I have an application which processes a large number of entities from a read-only query using a ScrollableResults. Every now and then, it invokes PersistenceContext.clear() to evict entities that it has already processed. This application used to run with 750MB of heap but after upgrading my application framework it now requires 2000MB. The heap dump implicates a large StatefulPersistenceContext.nullAssociations
Map which PersistenceContext.clear() does not release.

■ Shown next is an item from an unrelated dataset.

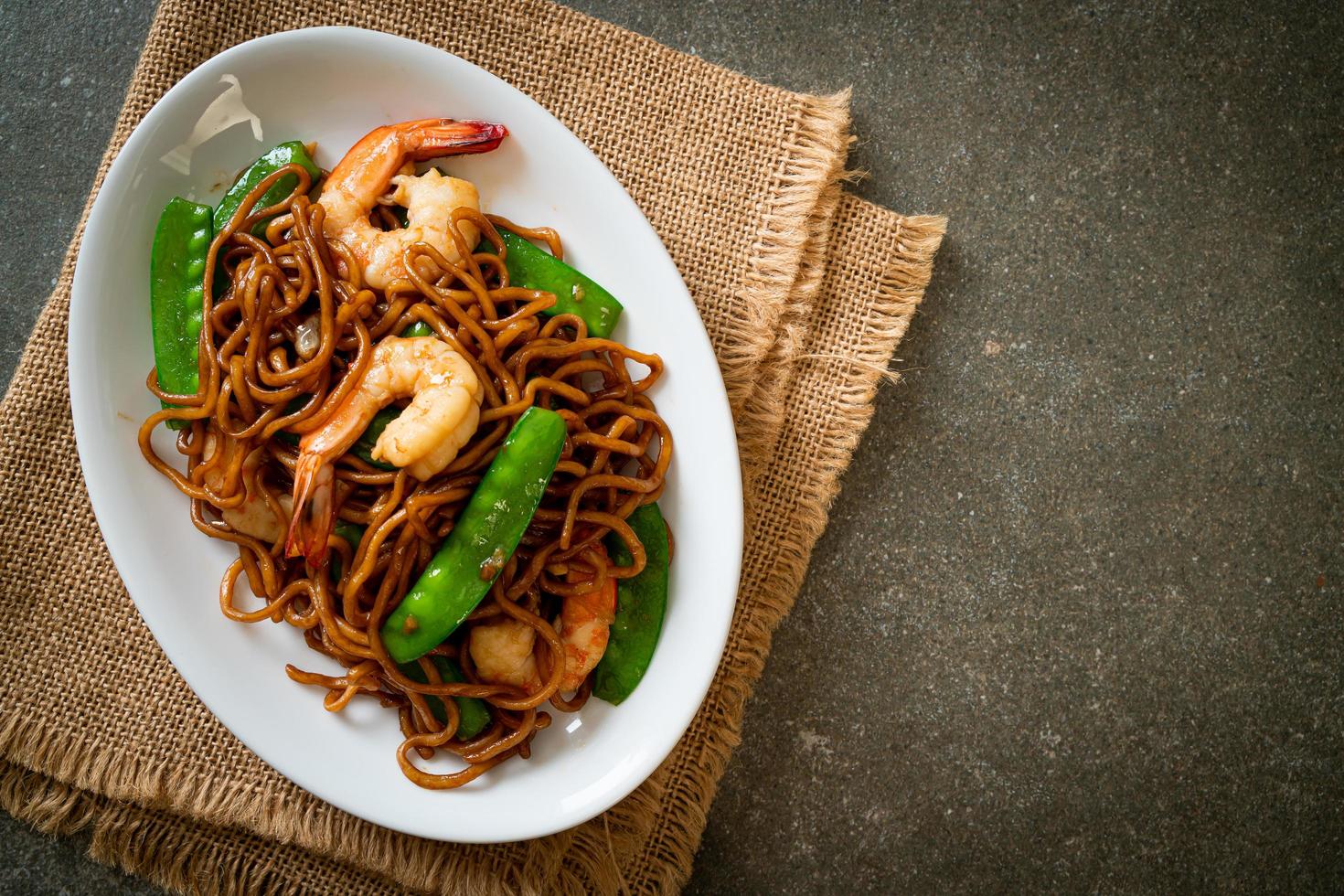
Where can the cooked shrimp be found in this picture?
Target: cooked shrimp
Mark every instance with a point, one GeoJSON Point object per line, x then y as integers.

I don’t know if this is a bug, because I don’t know if I’m using Hibernate correctly. Is it okay to invoke PersistenceContext.clear() while I’m iterating over the results of a ScrollableResults? If not, what’s the right way to execute a query which returns a large number of entities with constant memory?
Technical Details:
From experimentation, nullAssociations is populated with are @OneToOne mappings of the entity that is returned by the query. These are not the owning side of the relationship and are usually null. The application only runs out of memory because the query contains a “LEFT JOIN FETCH” for these null entities. If I remove the “LEFT JOIN FETCH” the query doesn’t run out of memory but the overall operation takes 30 times longer (20 hours instead of 40 minutes).

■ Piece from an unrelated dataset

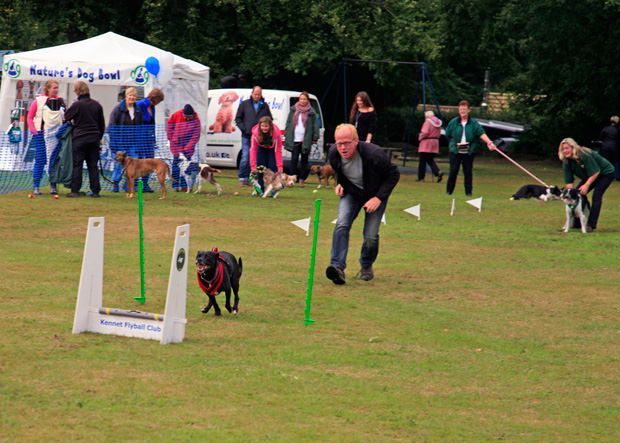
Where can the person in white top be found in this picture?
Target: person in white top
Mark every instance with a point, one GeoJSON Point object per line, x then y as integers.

From code inspection, it looks like the nullAssociations map is an optimization to reduce queries in the two phase load. The “LEFT JOIN FETCH” in Phase 1 populates it. Then Phase 2 can skip trying to find the associated entity because it knows that it doesn’t exist.
In stepping through both the working and bloated versions in a debugger, the difference is that when StatefulPersistenceContext.clearAssociations() is invoked by StatefulPersistenceContext.initializeNonLazyCollections(), the good version will clear the associations, but the bloated version won’t because loadCounter == 1.
By code comparison, the difference seems to be the addition of beforeLoad/afterLoad invocations in StatefulPersisteneContext.prepareCurrentRow()
final PersistenceContext persistenceContext = getSession().getPersistenceContextInternal();
persistenceContext.beforeLoad();
try {
...
}
finally {
persistenceContext.afterLoad();
}
I don’t know how to use GitHub well, but it looks like this change was made by this PR.
This sets loadCounter==1 when initializeNonLazyCollections() invokes clearNullProperties(), which means it won’t release the nullAssociations property.
In desperation, I hacked my application to invoke PersistenceContext.afterLoad() before invoking ScrollableResults.next() and then invoke PersistenceContext.beforeLoad() to clean up. This manipulates loadCounter so that it’s zero when clearNullProperties is invoked, which tricks it into releasing the nullAssociations map. After this hack, my application seems to work correctly with the same heap usage as before.